CAG Report Reveals 81% of Industrial Land Allottees at Yamuna Expressway Await Possession
The Yamuna Expressway Industrial Development Authority (YEIDA) has come under scrutiny following a report by the Comptroller and Auditor General (CAG) of India, which reveals that 81% of the allottees did not receive possession of their industrial plots. The CAG report exposes inefficiencies in land allocation and execution, with over 23,000 plots remaining without lease deeds.
Between 2013 and 2021, YEIDA allocated 2,428 industrial plots covering a vast area of 24.6 million square meters. However, only 453 of these plots went through the formal process of lease deeds or registries, leaving most of the allottees still waiting for possession nearly a decade after their land was allocated.
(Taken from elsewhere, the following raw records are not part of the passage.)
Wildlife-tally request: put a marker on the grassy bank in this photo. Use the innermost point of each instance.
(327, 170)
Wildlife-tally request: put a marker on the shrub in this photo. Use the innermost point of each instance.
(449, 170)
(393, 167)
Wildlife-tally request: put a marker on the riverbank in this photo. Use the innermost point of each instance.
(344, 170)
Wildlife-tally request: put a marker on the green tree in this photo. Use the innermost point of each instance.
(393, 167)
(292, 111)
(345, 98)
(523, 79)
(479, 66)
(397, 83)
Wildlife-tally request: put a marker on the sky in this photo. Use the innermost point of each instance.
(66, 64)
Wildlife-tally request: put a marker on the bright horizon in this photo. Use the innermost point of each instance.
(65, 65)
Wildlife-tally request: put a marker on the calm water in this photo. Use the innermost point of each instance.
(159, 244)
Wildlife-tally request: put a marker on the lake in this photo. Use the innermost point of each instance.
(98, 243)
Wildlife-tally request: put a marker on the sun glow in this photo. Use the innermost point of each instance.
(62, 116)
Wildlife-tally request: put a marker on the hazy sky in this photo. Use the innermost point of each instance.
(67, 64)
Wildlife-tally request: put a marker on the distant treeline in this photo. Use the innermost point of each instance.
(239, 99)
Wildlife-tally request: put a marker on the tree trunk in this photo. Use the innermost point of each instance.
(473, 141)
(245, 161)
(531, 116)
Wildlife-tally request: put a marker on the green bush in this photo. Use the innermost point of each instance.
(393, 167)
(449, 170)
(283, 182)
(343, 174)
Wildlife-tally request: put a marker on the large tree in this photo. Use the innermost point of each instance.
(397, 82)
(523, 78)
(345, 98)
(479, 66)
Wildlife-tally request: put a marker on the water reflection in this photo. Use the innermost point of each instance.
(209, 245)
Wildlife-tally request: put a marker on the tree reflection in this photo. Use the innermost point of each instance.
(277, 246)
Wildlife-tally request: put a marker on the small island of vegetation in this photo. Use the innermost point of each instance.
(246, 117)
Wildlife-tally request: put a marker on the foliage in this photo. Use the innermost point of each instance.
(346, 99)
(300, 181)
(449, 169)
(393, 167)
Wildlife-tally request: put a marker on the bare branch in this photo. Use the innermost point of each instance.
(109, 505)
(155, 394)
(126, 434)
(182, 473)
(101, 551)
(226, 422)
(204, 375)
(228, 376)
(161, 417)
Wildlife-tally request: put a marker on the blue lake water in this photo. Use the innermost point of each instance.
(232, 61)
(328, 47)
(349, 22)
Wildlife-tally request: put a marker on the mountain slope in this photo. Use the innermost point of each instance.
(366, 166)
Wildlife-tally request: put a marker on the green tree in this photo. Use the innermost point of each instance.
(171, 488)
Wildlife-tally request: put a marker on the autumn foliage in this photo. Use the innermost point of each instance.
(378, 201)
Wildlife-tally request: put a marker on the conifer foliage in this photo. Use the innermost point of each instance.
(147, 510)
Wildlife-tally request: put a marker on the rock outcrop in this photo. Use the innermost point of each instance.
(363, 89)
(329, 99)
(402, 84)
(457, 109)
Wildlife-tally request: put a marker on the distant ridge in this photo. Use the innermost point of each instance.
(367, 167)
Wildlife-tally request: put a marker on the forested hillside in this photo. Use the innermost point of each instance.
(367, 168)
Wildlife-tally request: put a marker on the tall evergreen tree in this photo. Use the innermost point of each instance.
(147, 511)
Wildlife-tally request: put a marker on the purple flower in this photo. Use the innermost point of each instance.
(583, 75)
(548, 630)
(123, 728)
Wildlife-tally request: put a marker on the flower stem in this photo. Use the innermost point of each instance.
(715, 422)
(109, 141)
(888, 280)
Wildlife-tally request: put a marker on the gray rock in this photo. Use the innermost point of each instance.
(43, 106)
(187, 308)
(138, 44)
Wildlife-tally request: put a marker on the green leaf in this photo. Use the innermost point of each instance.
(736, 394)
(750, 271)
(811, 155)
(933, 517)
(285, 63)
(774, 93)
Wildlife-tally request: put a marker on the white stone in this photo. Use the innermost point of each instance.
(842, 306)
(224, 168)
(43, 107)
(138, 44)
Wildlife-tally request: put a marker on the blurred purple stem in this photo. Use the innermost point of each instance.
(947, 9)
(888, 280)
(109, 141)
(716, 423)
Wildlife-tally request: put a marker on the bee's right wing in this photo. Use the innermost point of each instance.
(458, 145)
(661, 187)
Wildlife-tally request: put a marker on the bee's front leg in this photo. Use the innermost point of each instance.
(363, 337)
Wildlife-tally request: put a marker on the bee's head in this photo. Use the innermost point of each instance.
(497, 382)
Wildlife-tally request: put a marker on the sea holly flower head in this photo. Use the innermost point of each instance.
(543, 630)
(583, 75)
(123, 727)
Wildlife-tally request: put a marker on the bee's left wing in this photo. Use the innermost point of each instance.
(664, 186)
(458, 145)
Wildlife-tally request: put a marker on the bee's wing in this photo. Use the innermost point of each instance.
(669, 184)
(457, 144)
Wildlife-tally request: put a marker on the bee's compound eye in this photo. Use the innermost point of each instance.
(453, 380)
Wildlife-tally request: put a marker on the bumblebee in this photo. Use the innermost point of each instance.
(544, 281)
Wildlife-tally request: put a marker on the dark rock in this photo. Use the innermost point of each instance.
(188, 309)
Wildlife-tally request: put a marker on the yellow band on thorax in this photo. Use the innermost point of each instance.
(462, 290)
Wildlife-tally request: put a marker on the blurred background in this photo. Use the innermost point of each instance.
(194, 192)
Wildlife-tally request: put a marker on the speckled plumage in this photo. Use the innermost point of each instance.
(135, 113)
By April 2022, none of the allotted plots had operational industrial units, rendering the allocation ineffective for economic development.
The CAG’s audit highlights several issues, including a lack of transparency in the allocation process. For industrial plots larger than 2,000 square meters, YEIDA relied on interviews rather than objective criteria, which introduced discretionary power and the potential for irregularities. Moreover, the absence of financial and technical eligibility assessments for larger plots complicated the process, making it difficult to ensure that the right parties were being allocated land. The report also criticizes YEIDA for failing to formalize lease deeds and provide land to investors, leading to delays of up to 12 years in some projects. The CAG estimates that the delays resulted in a loss of lease rent amounting to approximately Rs 122 crore.
The YEIDA has provided several reasons for the delays, including incomplete infrastructure development in the allocated areas, legal issues such as pending land encumbrances, and farmer protests over compensation. The authority also defended its decision to extend deadlines for allottees rather than canceling leases, arguing that it aimed to avoid litigation and facilitate project completion despite these external challenges. YEIDA also explained that deviations from standard pricing practices, such as not applying location charges uniformly, were meant to attract investors during uncertain economic times. The inefficiency in land allocation has severely impacted industrial growth in the region. YEIDA has allotted over 30,000 plots across various categories, including industrial, residential, and commercial. However, by April 2022, the total dues for industrial plot allottees stood at Rs 318 crore, representing 61% of allottees during the period. As a result, none of the allocated industrial plots were operational, frustrating investors and hindering regional industrial development.
In response to these challenges, YEIDA has recently made efforts to improve its performance. The authority has registered 3,040 industrial plots, with 1,400 completed in the past 18 months. Notable projects, such as Vivo’s 169-acre facility in Sector 24A, have started production along the Yamuna Expressway. Other companies, including Avery Dennison, Surya Global Flexi Films, and Bikanervala, have also begun operations in their allotted plots. This recent progress indicates that YEIDA is addressing its past inefficiencies, but the ultimate success of these efforts will depend on resolving the underlying issues, such as infrastructure development, timely land availability, and clear regulatory processes. Public sentiment largely reflects the concerns raised in the CAG report, with many stakeholders calling for greater transparency in the allocation process and quicker action on infrastructure development. As YEIDA continues with its future schemes, ensuring that land is ready for possession, eligibility criteria are clear, and infrastructure planning is efficient will be crucial to avoiding the setbacks that have plagued the authority in the past.